Opinión

¿Prioridad Nacional? Por supuesto

  • Xavier Rius
  • Director de Rius TV en YouTube. Trabajó antes en La Vanguardia y en El Mundo. Director de e-notícies durante 23 años.

Claro que estoy a favor de la «prioridad nacional». Sólo faltaría. Debería ser lo más normal del mundo. Y, en realidad, lo es. La mayoría de países exigen un período de residencia legal antes de conceder prestaciones sociales.

En cambio, con sólo empadronarse tienen derecho a educación y sanidad gratuitas, además de ayudas públicas, becas comedor, etc.

Para cumplir semejante trámite administrativo sólo es necesario pasaporte en vigor y contrato de alquiler. Nadie te pide el pasaporte sellado. O un visado. Ni siquiera te preguntan cómo has venido.

Jamás lo he entendido nunca: ¿una persona que ha entrado ilegalmente en un país puede luego empadronarse? ¿Incluso saltando la valla de Ceuta y Melilla? ¿O llegando en patera? Al fin y al cabo, los ayuntamientos forman parte del Estado. Son una administración pública.

Yo incluiría un nuevo delito en el Código Penal: seis años de cárcel por entrar ilegalmente en España. Y expulsión sin derecho a volver tras cumplir la pena. Con la sedición y la malversación lo modificaron deprisa y corriendo.

Sí es una medida durísima. Pero seguro que ya no vendría nadie más. Eso de regularizar a más de dos millones de personas con una tasa de paro de más del 10% es un suicidio demográfico y el hundimiento del Estado del bienestar. Aquello de que nos pagarán nuestras pensiones ya no cuela porque la inmensa mayoría ni siquiera ha cotizado.

Rajoy intentó poner un poco de orden con aquel famoso real-decreto ley, el 16/2012, que excluía de la sanidad a los inmigrantes sin papeles. Excepto, desde luego, urgencias, embarazo y menores de edad. Nadie puede morirse por falta de atención médica.

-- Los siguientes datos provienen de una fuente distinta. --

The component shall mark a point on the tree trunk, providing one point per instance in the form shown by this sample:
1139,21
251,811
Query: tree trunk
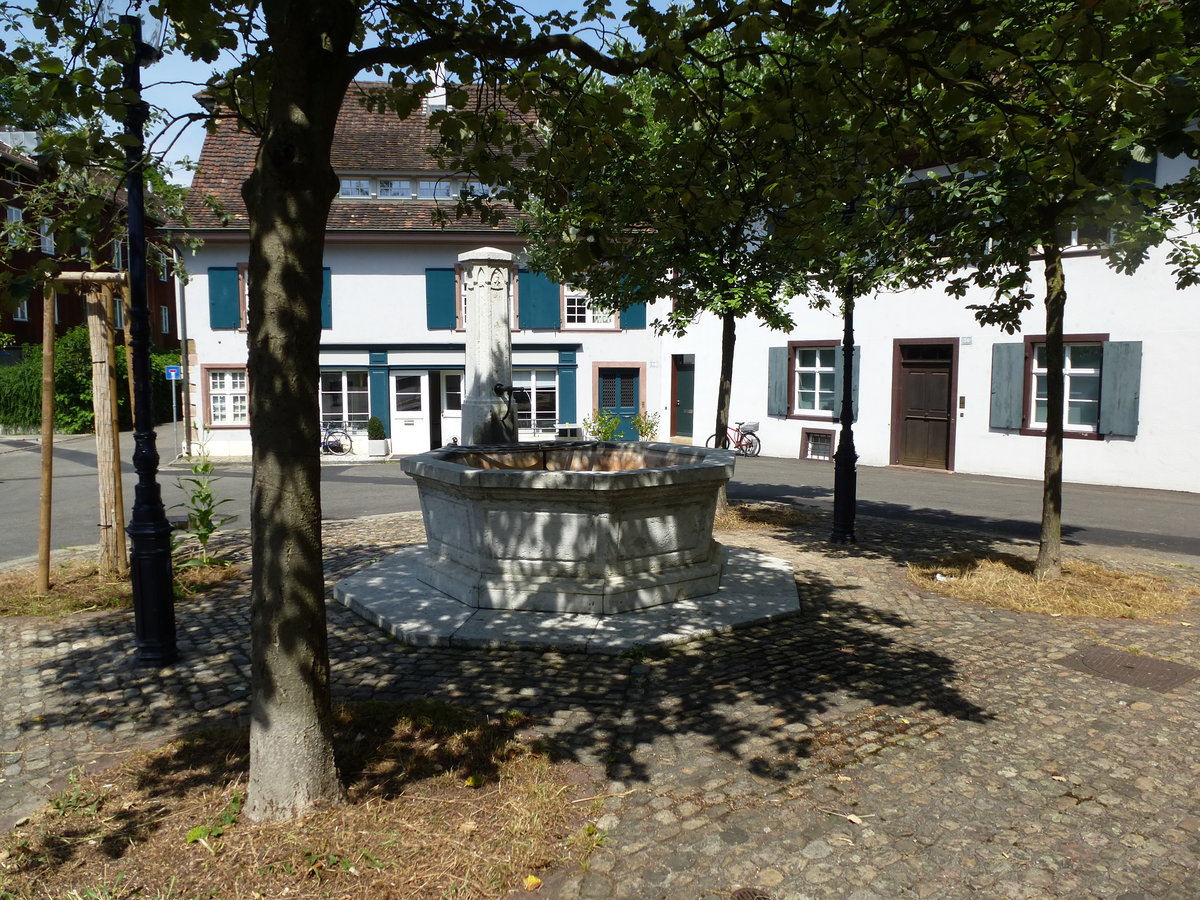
1049,564
724,389
288,198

Sí, la inmigración es un drama. Aunque, como dijo en una ocasión Emmanuel Macron, «Francia no puede acoger a todo el mundo». Pues imagínese España, cuyo PIB es inferior al francés.

Además, nuestras fronteras son un coladero. Basta darse una vuelta por Barajas. La Ley de Extranjería, que por cierto también es del PP, ni se aplica. Y eso que es benigna. Expulsar a alguien es una tarea titánica. Y lo del arraigo familiar es una puerta falsa de entrada.

El pasado lunes escuchaba al portavoz de Vox, José Antonio Fúster, en rueda de prensa tras la reunión de la dirección del partido y, en el turno de preguntas, recordó que Marruecos aplica eso de la «prioridad nacional». ¡Nuestro vecino del sur! En España hay más de un millón de marroquíes.

Mientras que muchos gobiernos europeos están endureciendo sus políticas al respecto. También de izquierda o de centroizquierda. Como los socialdemócratas de Dinamarca, que exigen cinco años de residencia. Austria y Países Bajos lo vinculan, por su parte, a permanencia legal y dominio del idioma. Es decir, a la integración.

Hace poco salía por TV3 una pareja magrebí -con hijos y suegra- a la que le había tocado un piso de protección oficial. Maldita la gracia que debe hacer a muchos jóvenes. Al fin y al cabo, el 47% de entre 26 y 34 años todavía vive con sus padres. No puede independizarse, según los últimos datos oficiales del INE de este lunes.

Lo que no puede ser, además, es que los que estemos en contra de la regularización masiva seamos calificados automáticamente de malas personas, xenófobos, racistas y hasta de nazis.

Es la última consigna emanada por los spin doctors de La Moncloa o de Ferraz. He visto un tuit del PSOE de Madrid que decía: «La prioridad naZional de Ayuso está clara: arrebatar derechos a personas migrantes». Por no mencionar alguna otra conocida tertuliana. Que yo sepa, la presidenta de la Comunidad de Madrid no ha gaseado a seis millones de judíos.

Aunque lo que no puede hacer el PP es firmarlo en Aragón o Extremadura y luego no defenderlo. Excepto el presidente en funciones aragonés durante la primera jornada del debate de investidura. Eso es como admitir que no tenemos corazón y ceder la batalla ideológica al PSOE.

No sólo eso, sino que debería pasar a la ofensiva sin ambages porque, en caso de generalizarse, no habrá un euro en el futuro para los españoles. Es como cuando el PSOE mete en el mismo saco a PP y Vox. A ver si lo entiendo: ¿los socialistas pueden pactar con Bildu, pero Feijóo no puede hacerlo con Abascal?